A diversity of anthocyanins exists among angiosperm species. Studies indicate that various anthocyanins differ in antioxidant potential, their bioavailability, and stability during processing. The fruit of the American cranberry, Vaccinium macrocarpon Ait., is recognized as having six anthocyanins, composed largely of 3-O-galactosides and 3-O-arabinosides, and to lesser amount (≈6%), 3-O-glucosides of the aglycones cyanidin and peonidin. This study analyzed proportions of these six anthocyanins from >250 accessions of a germplasm collection over harvest dates. Fruit samples from 78 selected accessions, based on the first year analysis, were also analyzed a second year. Principal component analysis identified general negative relationships between the proportions of cyanidin versus peonidin, arabinosides versus glucosides, and galactosides versus arabinosides and glucosides.
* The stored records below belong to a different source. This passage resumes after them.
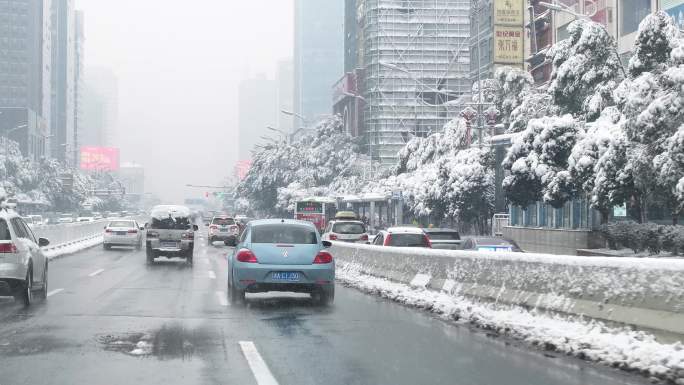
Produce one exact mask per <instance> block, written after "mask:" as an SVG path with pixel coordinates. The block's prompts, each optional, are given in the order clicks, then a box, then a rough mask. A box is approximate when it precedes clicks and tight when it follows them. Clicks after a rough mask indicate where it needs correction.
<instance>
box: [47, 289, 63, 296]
mask: <svg viewBox="0 0 684 385" xmlns="http://www.w3.org/2000/svg"><path fill="white" fill-rule="evenodd" d="M62 291H64V289H55V290H53V291H50V292H48V297H52V296H53V295H55V294H57V293H59V292H62Z"/></svg>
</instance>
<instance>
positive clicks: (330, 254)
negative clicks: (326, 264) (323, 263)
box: [313, 250, 332, 264]
mask: <svg viewBox="0 0 684 385" xmlns="http://www.w3.org/2000/svg"><path fill="white" fill-rule="evenodd" d="M313 263H315V264H322V263H332V254H330V253H329V252H327V251H325V250H321V251H319V252H318V254H316V258H314V261H313Z"/></svg>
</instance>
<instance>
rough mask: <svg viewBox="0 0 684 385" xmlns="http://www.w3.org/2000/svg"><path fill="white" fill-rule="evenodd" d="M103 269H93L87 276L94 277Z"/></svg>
mask: <svg viewBox="0 0 684 385" xmlns="http://www.w3.org/2000/svg"><path fill="white" fill-rule="evenodd" d="M103 271H104V269H100V270H97V271H93V272H92V273H90V274H88V277H94V276H96V275H100V273H102V272H103Z"/></svg>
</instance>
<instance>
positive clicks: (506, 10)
mask: <svg viewBox="0 0 684 385" xmlns="http://www.w3.org/2000/svg"><path fill="white" fill-rule="evenodd" d="M524 9H525V8H524V7H523V0H496V1H495V2H494V24H495V25H518V26H522V25H523V21H524V20H525V14H524V13H523V12H524Z"/></svg>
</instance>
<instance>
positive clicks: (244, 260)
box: [235, 249, 259, 263]
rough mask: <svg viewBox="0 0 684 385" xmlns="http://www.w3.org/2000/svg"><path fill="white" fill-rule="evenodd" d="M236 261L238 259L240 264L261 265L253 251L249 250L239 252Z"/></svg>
mask: <svg viewBox="0 0 684 385" xmlns="http://www.w3.org/2000/svg"><path fill="white" fill-rule="evenodd" d="M235 259H237V260H238V261H240V262H246V263H259V260H257V259H256V255H254V253H252V251H251V250H248V249H241V250H240V251H238V254H237V255H236V256H235Z"/></svg>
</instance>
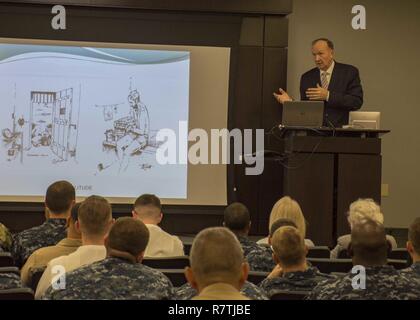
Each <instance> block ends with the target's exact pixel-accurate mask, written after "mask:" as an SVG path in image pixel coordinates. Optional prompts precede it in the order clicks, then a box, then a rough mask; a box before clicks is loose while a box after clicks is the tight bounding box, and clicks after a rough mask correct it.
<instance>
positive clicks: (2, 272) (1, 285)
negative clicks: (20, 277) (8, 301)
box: [0, 272, 22, 290]
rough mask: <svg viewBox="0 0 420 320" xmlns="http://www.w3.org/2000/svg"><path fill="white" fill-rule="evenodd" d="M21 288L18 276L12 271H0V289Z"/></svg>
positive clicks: (6, 289)
mask: <svg viewBox="0 0 420 320" xmlns="http://www.w3.org/2000/svg"><path fill="white" fill-rule="evenodd" d="M16 288H22V282H21V281H20V276H19V275H18V274H16V273H12V272H0V290H7V289H16Z"/></svg>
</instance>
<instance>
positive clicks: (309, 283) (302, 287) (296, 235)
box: [260, 227, 333, 297]
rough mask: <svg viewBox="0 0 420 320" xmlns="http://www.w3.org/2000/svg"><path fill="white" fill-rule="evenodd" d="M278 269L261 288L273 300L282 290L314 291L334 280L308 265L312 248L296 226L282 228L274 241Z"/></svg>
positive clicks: (277, 232) (261, 286)
mask: <svg viewBox="0 0 420 320" xmlns="http://www.w3.org/2000/svg"><path fill="white" fill-rule="evenodd" d="M271 244H272V247H273V259H274V261H275V262H276V263H277V265H276V267H275V268H274V269H273V271H272V272H271V273H270V274H269V276H268V277H267V278H266V279H265V280H263V281H262V282H261V284H260V287H261V288H262V289H264V291H265V292H266V294H267V296H269V297H271V296H272V295H274V294H276V293H277V292H279V291H285V290H286V291H311V290H312V289H313V288H314V287H315V286H316V285H317V284H318V283H319V282H321V281H323V280H326V279H331V278H333V277H332V276H330V275H327V274H323V273H321V272H319V270H318V269H317V268H315V267H310V266H308V264H307V262H306V255H307V253H308V248H307V247H306V245H305V242H304V239H303V238H302V236H301V234H300V233H299V231H298V230H297V229H296V228H294V227H281V228H279V229H277V231H276V232H274V235H273V237H272V239H271Z"/></svg>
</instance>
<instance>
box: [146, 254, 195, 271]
mask: <svg viewBox="0 0 420 320" xmlns="http://www.w3.org/2000/svg"><path fill="white" fill-rule="evenodd" d="M143 264H144V265H146V266H148V267H150V268H154V269H184V268H185V267H188V266H189V265H190V260H189V258H188V256H179V257H167V258H166V257H165V258H144V259H143Z"/></svg>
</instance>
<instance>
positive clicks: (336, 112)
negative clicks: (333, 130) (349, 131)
mask: <svg viewBox="0 0 420 320" xmlns="http://www.w3.org/2000/svg"><path fill="white" fill-rule="evenodd" d="M312 55H313V57H314V61H315V64H316V68H313V69H311V70H309V71H308V72H306V73H304V74H303V75H302V77H301V79H300V95H301V99H302V100H317V101H325V109H324V125H327V126H331V125H333V126H334V127H341V126H342V125H346V124H348V119H349V111H354V110H358V109H360V107H361V106H362V104H363V89H362V86H361V84H360V77H359V70H357V68H356V67H354V66H351V65H348V64H343V63H338V62H336V61H334V44H333V43H332V42H331V41H330V40H328V39H324V38H321V39H316V40H314V41H313V42H312ZM274 97H275V98H276V99H277V101H278V102H279V103H281V104H283V103H284V102H285V101H291V100H292V98H291V97H290V96H289V95H288V94H287V92H285V91H284V90H283V89H281V88H280V89H279V92H278V93H274Z"/></svg>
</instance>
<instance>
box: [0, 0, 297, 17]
mask: <svg viewBox="0 0 420 320" xmlns="http://www.w3.org/2000/svg"><path fill="white" fill-rule="evenodd" d="M0 2H4V3H12V4H16V3H18V4H38V5H50V6H53V5H58V4H60V5H65V6H80V7H102V8H124V9H142V10H165V11H195V12H224V13H247V14H271V15H276V14H277V15H287V14H289V13H291V12H292V6H293V3H292V0H263V1H262V0H247V1H244V0H211V1H210V0H153V1H150V0H119V1H116V0H43V1H42V0H9V1H0Z"/></svg>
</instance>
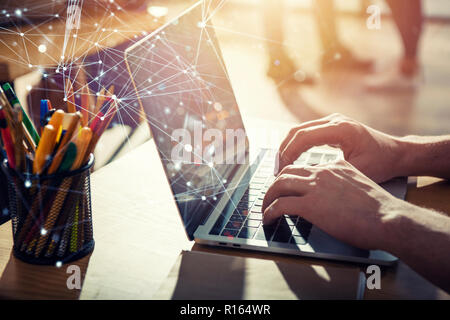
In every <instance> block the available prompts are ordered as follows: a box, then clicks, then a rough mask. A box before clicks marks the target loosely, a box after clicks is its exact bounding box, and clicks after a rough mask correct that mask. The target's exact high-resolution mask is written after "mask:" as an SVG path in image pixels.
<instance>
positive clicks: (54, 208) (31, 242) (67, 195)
mask: <svg viewBox="0 0 450 320" xmlns="http://www.w3.org/2000/svg"><path fill="white" fill-rule="evenodd" d="M93 163H94V156H93V155H92V154H91V155H90V158H89V161H88V163H87V164H86V165H85V166H84V167H82V168H80V169H77V170H74V171H70V172H64V173H56V174H52V175H48V176H29V177H26V176H25V175H23V174H19V173H18V172H16V171H15V170H12V169H11V168H9V167H8V165H7V161H5V162H3V164H2V170H3V172H4V174H5V175H6V177H7V181H8V193H9V211H10V214H11V223H12V230H13V237H14V249H13V250H14V255H15V256H16V257H17V258H19V259H20V260H23V261H25V262H28V263H32V264H45V265H52V264H59V263H67V262H70V261H74V260H77V259H80V258H82V257H84V256H85V255H87V254H89V253H90V252H92V250H93V249H94V237H93V230H92V211H91V190H90V169H91V167H92V165H93Z"/></svg>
These relationships were consistent across the 2 years. Most variation in germplasm anthocyanin profiles reflected variation of cyanidin versus peonidin proportions, with cyanidin to peonidin ratios ranging from 3.6:1 to 0.5:1. Variation for glycosylation profiles was also evident, with galactoside proportions ranging from 64% to 75%, arabinoside proportions ranging from 20% to 33%, and glucoside proportions ranging from 3% to 9%. Evidence for both significant qualitative and quantitative genetic variation exists for the methoxylation of cyanidin to peonidin. Significant quantitative genetic variation is also apparent for glycosylation.